Relinquishing Past Regret - 2 Samuel 11:1-12:25

I don’t know what made David sleep with a married woman and then have her husband killed. We honestly expect a bit more out of him, don’t we? But I think that is why I like David so much. Much like Peter, David makes mistake after mistake and still is a man after God’s own heart. It gives us hope for all the mistakes we have made and that our relationship with God can be close too.

Regret of our Past

I have always thought that story of David and Bathsheba was a bit odd. We tend to focus on David’s adultery and not Bathsheba’s. I wonder when she began to regret her adultery. Was it only when she learns that she is pregnant? How did she fall under David’s spell with such apparent ease? The Bible doesn’t tell us of a struggle within her, but there didn’t seem to be much time in the wooing. David didn’t have to court her much before she fell into his arms. Yet her husband was an upstanding man who thought of his fellow soldiers and didn’t want to have home leave when they could not. It implies that Bathsheba had a decent husband, nothing like the man that David’s second wife married (you recall Abigail and the fool Nabal?).  

We know nothing of Bathsheba other than she was a beautiful woman who turned a king’s head. Perhaps her own was empty. Maybe not since she gave birth to the wise Solomon. We know that Bathsheba was to be found out and others would talk. We learn of her regret when she sends word to David and makes it his problem. The unfortunate thing is that this sadness or knowledge-acknowledgement of wrongdoing didn’t seem to make a difference to her. Bathsheba didn’t take notice of the regret as a way to turn to God. She turned to man to take care of this problem.

Response to Regret

David too looked to an earthly solution to the problem. He tried to get the man home to sleep with his wife, got him drunk and still the man wouldn’t go home. So, David had the man carry his own death sentence to the battlefield. And Uriah, Bathsheba’s husband, was killed in battle. Where did the man after God’s own heart disappear to? David does not turn to God at the adultery. Nor at the pregnancy. Nor at the deception of the husband, twice over. Nor does he call out to God before taking the man’s life.

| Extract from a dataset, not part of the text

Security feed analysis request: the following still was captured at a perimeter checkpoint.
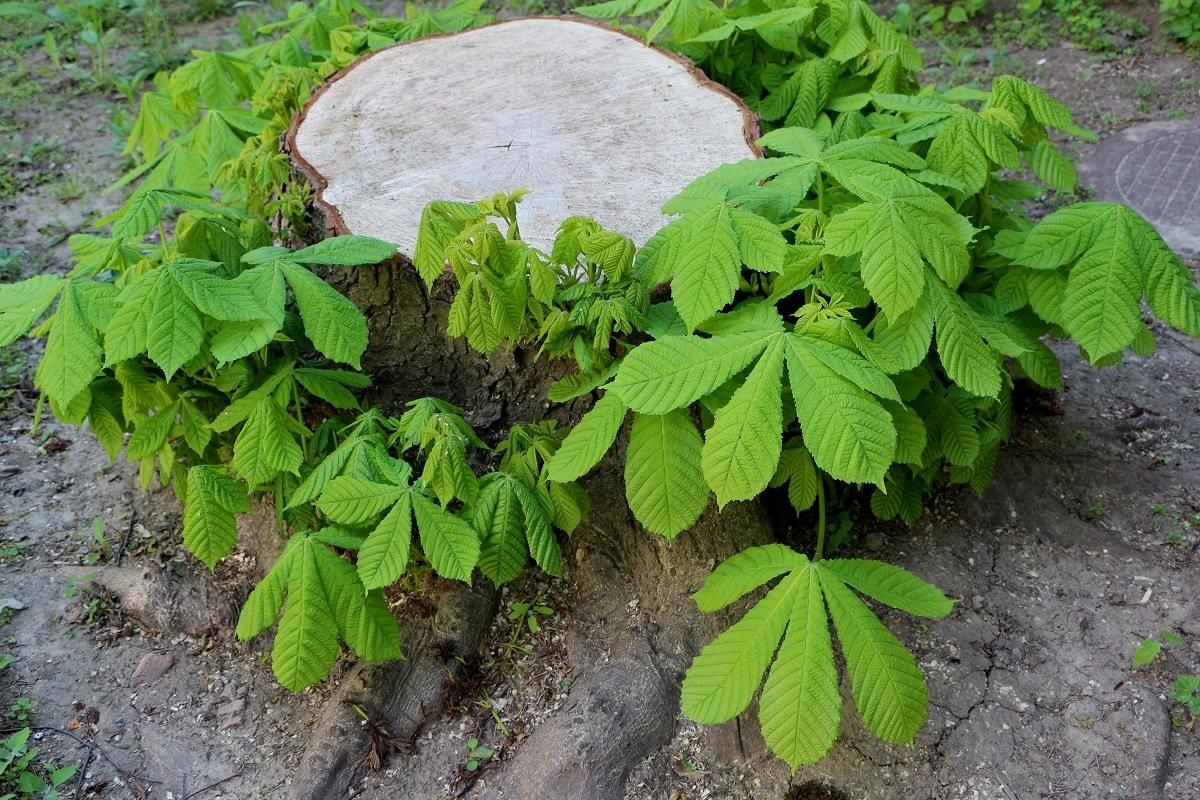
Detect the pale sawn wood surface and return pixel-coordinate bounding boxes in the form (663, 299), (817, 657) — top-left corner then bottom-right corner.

One mistake led to another and another and another. May I be so bold as to say: one sin led to another and another and another sin.

Bathsheba experienced regret when she knew her sin would be made public; her pregnancy was a blaring sign of wrongdoing. David doesn’t seem to express this. He wants to cover the mistake, which would also cover hers. I think we experience regret so that we can correct what we have done, but here we have a classic example of man’s ‘correction’ and not God’s.

Regrets should turn us to God

It takes the prophet Nathan telling an allegory before David sees his own sin. The regret that David expresses is not sorrow for the act itself, but he says, ‘I have sinned against the Lord’ (2 Samuel 12:13). The regret has everything to do with the actions being against God. Many of us experience regret of the past but it is what we do with it that makes the difference. David finally took it to God. In the very same verse, it says ‘God has taken away your sin.’ Wow. Immediate forgiveness. David must have carried this around for a good long while since the child had already been born. We know that months have gone by where this sin festered. But the moment that David acknowledges the sinful situation, it is forgiven.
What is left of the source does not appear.